Production of mice deficient in genes for interleukin (IL)-1α, IL-1β, IL-1α/β, and IL-1 receptor antagonist shows that IL-1β is crucial in turpentine-induced fever development and glucocorticoid secretion

Interleukin (IL)-1 is a major mediator of inflammation and exerts pleiotropic effects on the neuro-immuno-endocrine system. To elucidate pathophysiological roles of IL-1, we have first produced IL-1 alpha/beta doubly deficient (KO) mice together with mice deficient in either the IL-1 alpha, IL-1 beta, or IL-1 receptor antagonist (IL-1ra) genes. These mice were born healthy, and their growth was normal except for IL-1ra KO mice, which showed growth retardation after weaning. Fever development upon injection with turpentine was suppressed in IL-1 beta as well as IL-1 alpha/beta KO mice, but not in IL-1 alpha KO mice, whereas IL-1ra KO mice showed an elevated response. At this time, expression of IL-1 beta mRNA in the diencephalon decreased 1.5-fold in IL-1 alpha KO mice, whereas expression of IL-1 alpha mRNA decreased >30-fold in IL-1 beta KO mice, suggesting mutual induction between IL-1 alpha and IL-1 beta. This mutual induction was also suggested in peritoneal macrophages stimulated with lipopolysaccharide in vitro.

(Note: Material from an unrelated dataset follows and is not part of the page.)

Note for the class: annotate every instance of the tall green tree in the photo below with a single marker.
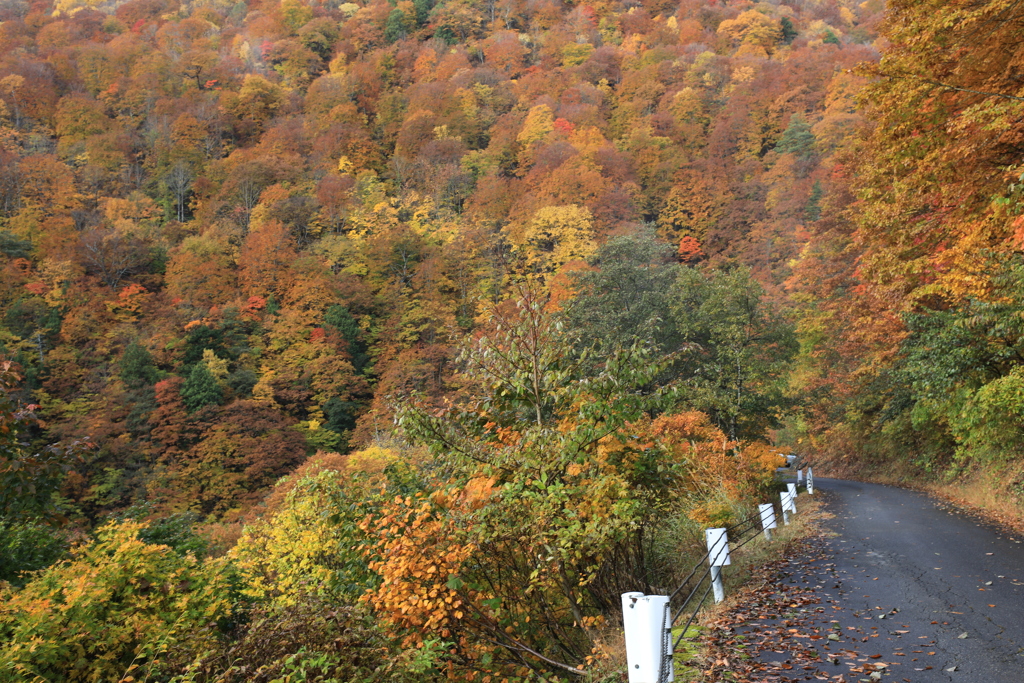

In IL-1 beta KO mice treated with turpentine, the induction of cyclooxygenase-2 (EC 1.14.99.1) in the diencephalon was suppressed, whereas it was enhanced in IL-1ra KO mice. We also found that glucocorticoid induction 8 h after turpentine treatment was suppressed in IL-1 beta but not IL-1 alpha KO mice. These observations suggest that IL-1 beta but not IL-1 alpha is crucial in febrile and neuro-immuno-endocrine responses, and that this is because IL-1 alpha expression in the brain is dependent on IL-1 beta. The importance of IL-1ra both in normal physiology and under stress is also suggested.